The Bothy Band’s influence from their heyday to the present is undiminished. It is because of bands such as De Dannan, Planxty and perhaps mainly the Bothy Band, that certain traditional musicians can stand alone on stages throughout the world and be appreciated and acclaimed for playing in their own pure style.
Since the ‘70’s, many interesting ventures in new areas have been attempted, such as the traditional rock-fusion initially tempted by Moving Hearts: experimentation with the arrangement of traditional
instruments with orchestras: the attempted fusion of traditional music with world music and jazz, etc.
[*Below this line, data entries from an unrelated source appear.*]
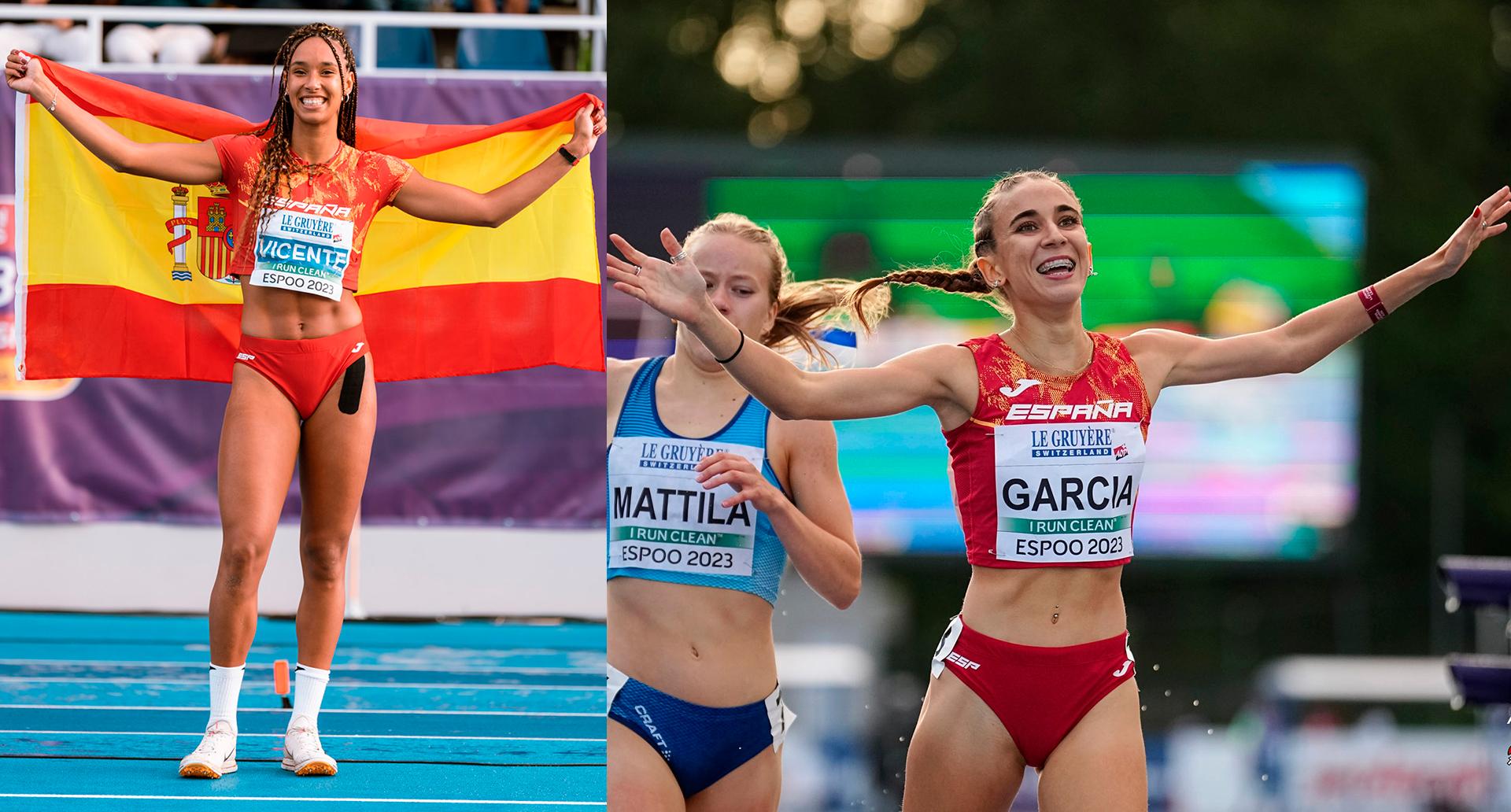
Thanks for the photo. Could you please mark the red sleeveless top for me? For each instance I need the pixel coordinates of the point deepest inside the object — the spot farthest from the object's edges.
(1046, 470)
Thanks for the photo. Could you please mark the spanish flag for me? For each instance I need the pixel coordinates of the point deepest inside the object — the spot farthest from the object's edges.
(123, 276)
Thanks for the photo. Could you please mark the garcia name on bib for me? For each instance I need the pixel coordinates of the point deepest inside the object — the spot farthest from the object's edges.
(1066, 486)
(662, 518)
(304, 248)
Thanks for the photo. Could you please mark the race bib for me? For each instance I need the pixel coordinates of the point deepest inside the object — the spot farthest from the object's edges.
(1066, 491)
(661, 518)
(304, 253)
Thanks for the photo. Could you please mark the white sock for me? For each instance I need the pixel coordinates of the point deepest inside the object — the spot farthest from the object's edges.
(226, 687)
(308, 690)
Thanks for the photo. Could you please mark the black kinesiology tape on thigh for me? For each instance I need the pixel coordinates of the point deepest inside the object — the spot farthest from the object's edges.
(353, 387)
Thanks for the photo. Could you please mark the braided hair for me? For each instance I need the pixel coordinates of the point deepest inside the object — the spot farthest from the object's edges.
(800, 305)
(964, 279)
(272, 169)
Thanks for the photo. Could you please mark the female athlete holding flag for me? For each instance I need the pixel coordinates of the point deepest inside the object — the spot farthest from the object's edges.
(302, 198)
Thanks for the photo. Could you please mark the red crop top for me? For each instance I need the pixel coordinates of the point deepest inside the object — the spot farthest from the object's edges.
(321, 216)
(1046, 470)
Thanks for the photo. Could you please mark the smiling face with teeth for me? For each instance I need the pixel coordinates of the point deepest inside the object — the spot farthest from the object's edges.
(316, 82)
(1037, 249)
All these developments are notable in their own right and have served to popularise the music, contributing to the apparent situation today where it is seen to be thriving.
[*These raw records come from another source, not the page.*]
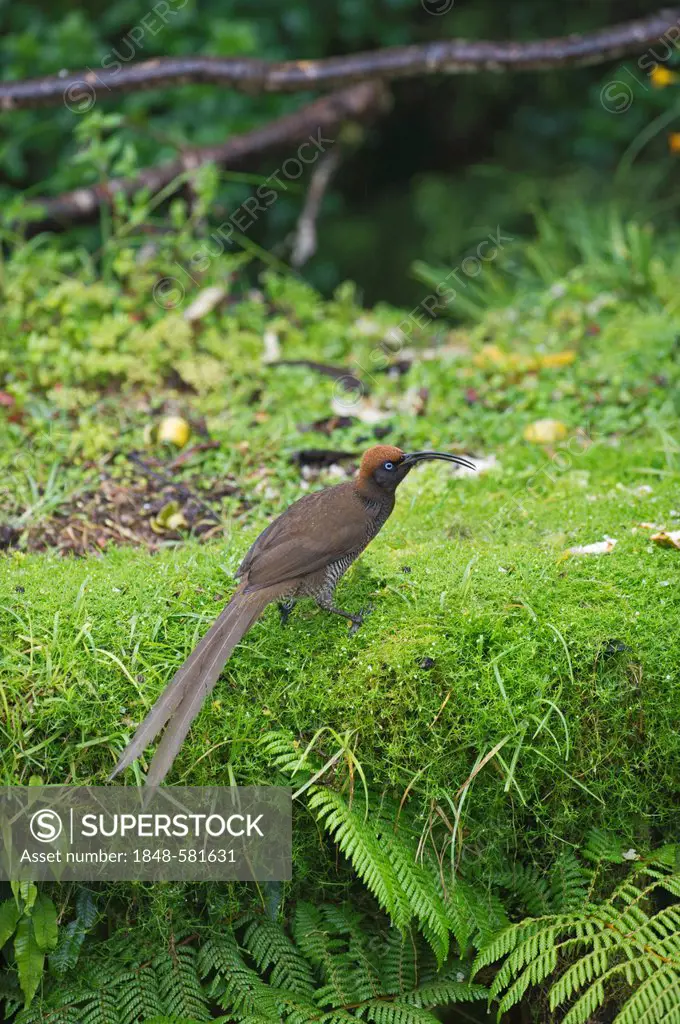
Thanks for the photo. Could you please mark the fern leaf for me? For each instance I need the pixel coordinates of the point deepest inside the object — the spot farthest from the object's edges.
(395, 1013)
(270, 947)
(358, 843)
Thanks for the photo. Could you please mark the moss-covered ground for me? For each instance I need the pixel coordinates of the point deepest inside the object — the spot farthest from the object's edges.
(484, 636)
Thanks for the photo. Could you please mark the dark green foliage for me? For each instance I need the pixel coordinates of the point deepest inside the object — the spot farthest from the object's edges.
(335, 964)
(624, 946)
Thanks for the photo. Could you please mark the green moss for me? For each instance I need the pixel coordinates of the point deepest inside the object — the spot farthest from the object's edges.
(482, 632)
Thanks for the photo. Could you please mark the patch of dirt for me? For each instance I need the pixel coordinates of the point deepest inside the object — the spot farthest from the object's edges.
(128, 512)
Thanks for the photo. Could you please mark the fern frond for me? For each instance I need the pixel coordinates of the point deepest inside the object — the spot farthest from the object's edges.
(597, 949)
(395, 1013)
(236, 986)
(440, 993)
(359, 844)
(421, 891)
(475, 916)
(270, 948)
(398, 969)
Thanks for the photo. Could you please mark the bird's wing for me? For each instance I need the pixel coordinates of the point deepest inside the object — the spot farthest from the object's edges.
(314, 531)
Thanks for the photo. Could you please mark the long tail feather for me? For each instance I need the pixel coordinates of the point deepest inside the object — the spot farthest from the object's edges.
(182, 697)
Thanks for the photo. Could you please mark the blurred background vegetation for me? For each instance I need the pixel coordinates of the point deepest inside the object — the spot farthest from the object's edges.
(453, 159)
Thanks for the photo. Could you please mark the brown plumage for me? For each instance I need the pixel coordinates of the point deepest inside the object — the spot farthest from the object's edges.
(302, 553)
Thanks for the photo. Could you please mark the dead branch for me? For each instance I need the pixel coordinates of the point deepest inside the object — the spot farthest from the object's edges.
(304, 244)
(456, 56)
(324, 115)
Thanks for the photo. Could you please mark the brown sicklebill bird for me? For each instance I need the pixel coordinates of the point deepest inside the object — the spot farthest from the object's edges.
(303, 553)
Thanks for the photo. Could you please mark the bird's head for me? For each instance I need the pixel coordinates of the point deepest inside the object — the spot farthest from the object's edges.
(384, 466)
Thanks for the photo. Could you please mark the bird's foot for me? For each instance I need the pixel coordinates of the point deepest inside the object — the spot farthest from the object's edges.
(357, 620)
(285, 608)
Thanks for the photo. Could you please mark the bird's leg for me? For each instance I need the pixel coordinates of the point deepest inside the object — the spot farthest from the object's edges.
(356, 619)
(285, 608)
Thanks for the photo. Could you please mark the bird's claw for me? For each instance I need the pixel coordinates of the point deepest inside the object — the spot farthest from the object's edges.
(285, 608)
(357, 620)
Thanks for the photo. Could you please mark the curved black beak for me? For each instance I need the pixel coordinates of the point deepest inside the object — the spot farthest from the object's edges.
(416, 457)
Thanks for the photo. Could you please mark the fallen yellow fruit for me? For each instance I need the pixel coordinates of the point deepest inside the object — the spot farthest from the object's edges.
(545, 432)
(173, 430)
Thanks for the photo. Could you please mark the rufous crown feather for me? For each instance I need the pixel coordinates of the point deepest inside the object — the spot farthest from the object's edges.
(376, 457)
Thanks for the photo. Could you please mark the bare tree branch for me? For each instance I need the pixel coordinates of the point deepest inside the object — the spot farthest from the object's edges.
(304, 244)
(80, 89)
(324, 115)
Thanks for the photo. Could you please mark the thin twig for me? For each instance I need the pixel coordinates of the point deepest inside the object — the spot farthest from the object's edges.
(304, 245)
(181, 488)
(313, 120)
But if we were to study how music is performed at the present time, one would notice some dramatic changes: (1): more attention to tone and technique: (2) : material acquired from public performers as opposed to one specific region: (3): an increase in the tempo of dance tunes: (4): a greater awareness of harmony and (5): the acceptance and popularity among traditional players of accompaniment instruments such as the Greek bouzouki which has been adapted in style and structure thus further increasing its versatile ability.
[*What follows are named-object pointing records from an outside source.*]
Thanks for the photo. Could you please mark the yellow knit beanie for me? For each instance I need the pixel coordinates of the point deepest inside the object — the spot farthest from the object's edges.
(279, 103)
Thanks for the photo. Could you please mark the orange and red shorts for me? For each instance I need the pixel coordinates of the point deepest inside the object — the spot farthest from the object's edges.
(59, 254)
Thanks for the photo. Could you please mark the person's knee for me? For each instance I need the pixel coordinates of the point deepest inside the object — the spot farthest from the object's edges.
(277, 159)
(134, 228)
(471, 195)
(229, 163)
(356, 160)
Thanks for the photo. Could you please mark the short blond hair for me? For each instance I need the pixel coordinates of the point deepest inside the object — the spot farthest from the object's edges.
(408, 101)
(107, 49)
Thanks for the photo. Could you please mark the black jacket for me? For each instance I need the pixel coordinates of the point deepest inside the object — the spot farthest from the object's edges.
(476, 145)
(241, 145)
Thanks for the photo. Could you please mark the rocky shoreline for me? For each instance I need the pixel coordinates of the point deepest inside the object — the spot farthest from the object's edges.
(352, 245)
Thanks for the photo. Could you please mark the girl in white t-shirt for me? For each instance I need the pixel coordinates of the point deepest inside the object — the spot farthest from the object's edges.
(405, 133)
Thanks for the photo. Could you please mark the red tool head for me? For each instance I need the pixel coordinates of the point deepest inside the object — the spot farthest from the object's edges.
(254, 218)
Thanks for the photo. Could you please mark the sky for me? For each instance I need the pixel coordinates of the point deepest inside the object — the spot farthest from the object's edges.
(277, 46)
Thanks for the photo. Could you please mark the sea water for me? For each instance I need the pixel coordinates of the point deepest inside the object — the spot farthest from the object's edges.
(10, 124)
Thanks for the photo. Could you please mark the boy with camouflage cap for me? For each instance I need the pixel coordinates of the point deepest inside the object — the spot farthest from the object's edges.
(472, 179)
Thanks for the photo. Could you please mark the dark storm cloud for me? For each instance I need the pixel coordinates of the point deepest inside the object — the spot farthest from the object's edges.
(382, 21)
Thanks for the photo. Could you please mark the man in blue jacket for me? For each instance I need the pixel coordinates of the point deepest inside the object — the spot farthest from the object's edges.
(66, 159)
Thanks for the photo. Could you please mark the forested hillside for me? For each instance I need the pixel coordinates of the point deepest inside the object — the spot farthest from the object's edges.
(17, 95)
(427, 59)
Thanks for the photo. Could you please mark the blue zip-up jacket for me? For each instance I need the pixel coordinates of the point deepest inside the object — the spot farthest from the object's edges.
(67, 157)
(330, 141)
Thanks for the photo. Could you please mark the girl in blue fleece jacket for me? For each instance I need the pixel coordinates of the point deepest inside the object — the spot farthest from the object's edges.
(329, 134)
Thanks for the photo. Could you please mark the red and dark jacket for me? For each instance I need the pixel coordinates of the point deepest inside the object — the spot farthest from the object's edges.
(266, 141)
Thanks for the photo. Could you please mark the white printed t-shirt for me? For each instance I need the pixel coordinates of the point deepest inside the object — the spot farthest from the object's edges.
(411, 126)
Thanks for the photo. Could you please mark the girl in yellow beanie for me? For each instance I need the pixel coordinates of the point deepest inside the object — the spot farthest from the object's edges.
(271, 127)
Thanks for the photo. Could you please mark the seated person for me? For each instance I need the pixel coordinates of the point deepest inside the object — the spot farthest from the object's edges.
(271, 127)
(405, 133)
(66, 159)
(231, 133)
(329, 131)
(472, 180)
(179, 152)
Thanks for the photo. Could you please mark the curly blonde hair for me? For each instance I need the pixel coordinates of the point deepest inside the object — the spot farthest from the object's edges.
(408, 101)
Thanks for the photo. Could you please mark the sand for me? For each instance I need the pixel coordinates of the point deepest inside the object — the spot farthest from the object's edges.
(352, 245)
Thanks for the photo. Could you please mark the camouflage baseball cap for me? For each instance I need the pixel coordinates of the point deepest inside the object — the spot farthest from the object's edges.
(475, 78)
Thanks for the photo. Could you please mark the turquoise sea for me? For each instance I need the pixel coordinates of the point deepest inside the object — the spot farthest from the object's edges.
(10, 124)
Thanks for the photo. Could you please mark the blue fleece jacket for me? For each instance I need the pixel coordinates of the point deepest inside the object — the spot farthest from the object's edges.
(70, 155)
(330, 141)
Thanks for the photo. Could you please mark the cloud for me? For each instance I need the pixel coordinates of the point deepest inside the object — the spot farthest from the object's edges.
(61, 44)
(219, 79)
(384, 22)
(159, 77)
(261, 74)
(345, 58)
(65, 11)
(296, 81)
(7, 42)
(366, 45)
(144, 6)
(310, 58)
Now, in the twenty-first century, with traditional music enjoying every success, it would seem as if its future is secure, but today more than at any other time, this is the foremost topic of debate among musicians and commentators.
Through the profusion of media, the influence of groups and individual musicians filtering back into the tradition is viewed with great concern by many as corrupting and detracting from the essential purity and integrity of traditional music. Indeed, it has been recognised that with few exceptions, regional styles have, since the advent of recording, been eroding at a frightening rate and are almost completely erased.
But to conclude, it should be simply stated that never before has Ireland seen so many young and talented traditional musicians and singers. I can see no reason why traditional music in its purest form is coming under threat. Music, traditional or otherwise, lives in its musicians and therefore must be relevant to this generation.
If it’s not, we will have failed to keep it alive for the next. With one eye on the past and one on the future, traditional music knows no boundaries and will continue to reflect the nation’s spirit for generations to come.